Lead Systems Engineer
Listed on 2026-06-23
-
IT/Tech
Cybersecurity, Systems Engineer, IT Support, Cloud Computing: Infrastructure & Operations
Are you ready to make an impact at DTCC?
Do you want to work on innovative projects, collaborate with a dynamic and supportive team, and receive investment in your professional development? At DTCC, we are at the forefront of innovation in the financial markets. We are committed to helping our employees grow and succeed. We believe that you have the skills and drive to make a real impact. We foster a thriving internal community and are committed to creating a workplace that looks like the world that we serve.
The Information Technology group delivers secure, reliable technology solutions that enable DTCC to be the trusted infrastructure of the global capital markets. The team delivers high-quality information through activities that include development of essential, building infrastructure capabilities to meet client needs and implementing data standards and governance.
Pay and Benefits:
- Competitive compensation, including base pay and annual incentive
- Comprehensive health and life insurance and well-being benefits, based on location
- Pension / Retirement benefits
- Paid Time Off and Personal/Family Care, and other leaves of absence when needed to support your physical, financial, and emotional well-being.

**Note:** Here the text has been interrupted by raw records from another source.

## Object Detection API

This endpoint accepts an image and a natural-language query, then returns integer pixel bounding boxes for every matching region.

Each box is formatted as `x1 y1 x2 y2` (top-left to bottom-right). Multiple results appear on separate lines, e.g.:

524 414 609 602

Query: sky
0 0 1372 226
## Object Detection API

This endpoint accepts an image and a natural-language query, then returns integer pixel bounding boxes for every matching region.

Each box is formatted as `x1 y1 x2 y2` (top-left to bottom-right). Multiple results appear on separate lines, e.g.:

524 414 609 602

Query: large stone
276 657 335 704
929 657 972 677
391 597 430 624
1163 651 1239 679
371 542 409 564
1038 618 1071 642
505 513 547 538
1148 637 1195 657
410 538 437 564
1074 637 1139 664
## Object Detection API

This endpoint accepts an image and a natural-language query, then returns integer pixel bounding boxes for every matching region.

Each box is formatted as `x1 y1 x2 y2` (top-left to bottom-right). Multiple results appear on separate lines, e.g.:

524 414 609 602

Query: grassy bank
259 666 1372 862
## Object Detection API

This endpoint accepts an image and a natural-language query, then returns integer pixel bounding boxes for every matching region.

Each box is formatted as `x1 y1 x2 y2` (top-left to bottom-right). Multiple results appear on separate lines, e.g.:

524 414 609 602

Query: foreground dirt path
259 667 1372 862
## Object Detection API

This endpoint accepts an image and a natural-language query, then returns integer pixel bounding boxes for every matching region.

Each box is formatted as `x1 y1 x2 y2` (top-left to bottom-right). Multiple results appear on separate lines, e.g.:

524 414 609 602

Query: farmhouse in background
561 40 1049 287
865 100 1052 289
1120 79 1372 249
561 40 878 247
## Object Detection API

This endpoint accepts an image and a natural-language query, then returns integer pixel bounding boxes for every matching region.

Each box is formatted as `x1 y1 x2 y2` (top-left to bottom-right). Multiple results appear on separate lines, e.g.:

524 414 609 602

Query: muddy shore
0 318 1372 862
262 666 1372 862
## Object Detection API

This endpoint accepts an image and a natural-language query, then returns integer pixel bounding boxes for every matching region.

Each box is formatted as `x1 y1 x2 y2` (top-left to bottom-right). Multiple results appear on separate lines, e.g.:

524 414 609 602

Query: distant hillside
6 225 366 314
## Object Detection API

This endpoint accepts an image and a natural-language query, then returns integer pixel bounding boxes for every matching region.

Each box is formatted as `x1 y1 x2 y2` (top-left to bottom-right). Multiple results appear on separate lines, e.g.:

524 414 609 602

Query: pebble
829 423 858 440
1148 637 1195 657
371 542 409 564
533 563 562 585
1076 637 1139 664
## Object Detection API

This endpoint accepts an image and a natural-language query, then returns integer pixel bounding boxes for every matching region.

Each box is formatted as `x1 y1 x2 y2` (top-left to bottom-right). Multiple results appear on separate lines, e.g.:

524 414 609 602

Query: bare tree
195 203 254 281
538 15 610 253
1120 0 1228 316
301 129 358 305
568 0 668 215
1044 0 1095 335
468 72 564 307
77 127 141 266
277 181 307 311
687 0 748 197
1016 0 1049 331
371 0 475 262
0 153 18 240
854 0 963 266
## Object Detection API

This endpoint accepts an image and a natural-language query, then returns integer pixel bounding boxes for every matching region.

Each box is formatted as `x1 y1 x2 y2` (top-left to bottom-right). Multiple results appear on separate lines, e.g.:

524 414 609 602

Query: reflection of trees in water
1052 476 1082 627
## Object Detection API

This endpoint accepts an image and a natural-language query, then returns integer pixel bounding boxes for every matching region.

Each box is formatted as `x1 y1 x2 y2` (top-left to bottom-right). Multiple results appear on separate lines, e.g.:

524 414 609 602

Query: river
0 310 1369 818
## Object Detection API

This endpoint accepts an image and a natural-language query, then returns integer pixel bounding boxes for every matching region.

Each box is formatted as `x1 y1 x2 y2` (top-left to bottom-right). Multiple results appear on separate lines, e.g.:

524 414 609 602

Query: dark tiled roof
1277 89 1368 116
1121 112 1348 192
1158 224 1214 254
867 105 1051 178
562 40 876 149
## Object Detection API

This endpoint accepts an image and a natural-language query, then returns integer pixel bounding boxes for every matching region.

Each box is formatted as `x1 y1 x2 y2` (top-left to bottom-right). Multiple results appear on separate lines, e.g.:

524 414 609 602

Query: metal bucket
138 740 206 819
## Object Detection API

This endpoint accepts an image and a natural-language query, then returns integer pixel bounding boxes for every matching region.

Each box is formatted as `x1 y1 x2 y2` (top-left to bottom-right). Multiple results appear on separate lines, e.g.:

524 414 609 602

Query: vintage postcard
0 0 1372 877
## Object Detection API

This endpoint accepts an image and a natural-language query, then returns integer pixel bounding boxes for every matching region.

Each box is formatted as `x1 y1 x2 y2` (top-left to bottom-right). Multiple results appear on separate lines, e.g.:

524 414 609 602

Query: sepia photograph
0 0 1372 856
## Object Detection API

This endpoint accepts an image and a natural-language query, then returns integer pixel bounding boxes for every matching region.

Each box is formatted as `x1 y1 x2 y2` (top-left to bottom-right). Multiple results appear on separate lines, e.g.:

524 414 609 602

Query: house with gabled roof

- DTCC offers a flexible/hybrid model of 3 days onsite and 2 days remote (onsite Tuesdays, Wednesdays and a third day unique to each team or employee).
The Impact you will have in this role:
At DTCC, the Observability team is at the forefront of ensuring the health, performance, and reliability of our critical systems and applications. We empower the organization with real-time access to infrastructure and business applications by using innovative monitoring, reporting, and visualization tools.
Our team collects and analyzes metrics, logs, and traces using platforms like Splunk and other telemetry solutions. This data is crucial for assessing application health and availability, and for enabling rapid root cause analysis when issues arise—helping us maintain resilience in a fast-paced, high-volume trading environment.
If you're passionate about observability, data-driven problem solving, and building systems that make a real-world impact, we’d love to have you on our team.
Primary Responsibilities:
As a member of DTCC’s Observability team, you will play a pivotal role in enhancing our monitoring and telemetry capabilities across critical infrastructure and business applications. Your responsibilities will include:
- Lead the migration from Open Text monitoring tools to Grafana and other open-source platforms.
- Design and deploy monitoring rules for infrastructure and business applications.
- Develop and manage alerting rules and notification workflows.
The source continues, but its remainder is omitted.